Книга Скальпель - Вячеслав Воронов
Шрифт:
Интервал:
Закладка:
К ночи я почувствовал голод. В доме еды не было ни крошки, и я отправился в супермаркет, купил там хлеба, масла и сыра. Придя домой, я соорудил бутерброд и съел его. За первым последовал второй, после чего я разделся и улегся в постель.
Уснул я на удивление быстро. Мне снилось совсем не то, что занимало воображение последние часы. Я был сотрудником спецслужб в чине полковника, который выполняет ответственное задание. Дом в элитном районе столицы, известный бизнесмен, застывший без движения в кожаном кресле. Размышлял ли он, как выйти из положения, холодно и расчетливо перебирал варианты, обдумывая очередной ход? Или мысленный ступор охватил его мозг, снизошло осознание тупика, проигранной партии, предчувствие того, что он обречен?
На улице вовсю гулял ветер, шумели под его напором дубы и клены, переговаривались между собой, обсуждая людское безумие, грязную возню, в оправдании которой двуногие год за годом, столетие за столетием так поднаторели, извратили свои языки, подстроили работу извилин, сердечных сокращений. А он отказывался верить, что это конец, что возможно такое безумие. Пистолет в моей руке, ледяной блеск в глазах. Не подведи, полковник, родина смотрит на тебя, надеется на тебя. Работа, всего лишь работа, ничего личного, всего лишь чистка рядов, кляп в рот врагу. Звериная грызня, свора волков, дерущихся за добычу; кто может представить себе пресыщенного волка, который с пеной у оскаленной пасти впивается зубами в горло своему собрату — фантасмагория, горячечный бред, картина из реальности иного мира. Кто может вообразить сытых неандертальцев, вырывающих друг у друга кусок брызжущего кровью мяса, когда рядом целая туша убитого мамонта — идиотизм, сумасшествие, деяние за порогом адекватного восприятия мира. Ужас в глазах осознавшей свою участь жертвы, но все же неприятие конца — кто угодно, только не я… Но работа есть работа, раскаленная пуля прощается со стволом, который захлебнулся пороховыми газами. Время останавливается, замирают птицы в полете, застывают океанские волны, меркнет свет солнца. Тварь должна быть уничтожена, творение гибнет вместе с тварью; безумие остановлено, разум низвергнут в бездну вослед безумию; плоть отдана во власть всеохватывающего тления, душа вслед за гибелью плоти прекращает свои невидимые вибрации. Человек — примирение между материей и духом, золотая середина, венец творения, мера всех вещей…

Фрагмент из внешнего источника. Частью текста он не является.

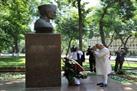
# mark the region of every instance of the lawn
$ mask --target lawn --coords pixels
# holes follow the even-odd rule
[[[112,67],[114,68],[115,61],[111,61]],[[64,63],[61,61],[61,66],[63,67]],[[0,68],[1,67],[24,67],[25,66],[25,57],[6,57],[0,58]],[[83,63],[85,70],[89,70],[89,62],[86,60]],[[137,69],[137,62],[125,61],[123,69]]]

Пуля разрывает лицо, вместо носа — страшная дыра, кровь брызжет фонтаном. Должно выглядеть, как самоубийство, но дух жизни все еще цепляется за тело. Какая оплошность — дрогнула рука; как же это, ведь мне не впервой. Еще один выстрел, еще одна мера свинца впивается в беззащитную плоть, разрывает черепную коробку, разбрызгивает мозг. Какой волевой был человек, решивший покончить с собой. После первой пули, несмертельной, но разнесшей лицо — второй выстрел.
Когда я проснулся, уже светало, облака разошлись, и с востока подымалось почти ненавистное уже жаркое солнце. На асфальте стояли лужи, на оживших листьях деревьев подрагивали капли воды, но и признаков того, что вчерашний дождь вернется, не было.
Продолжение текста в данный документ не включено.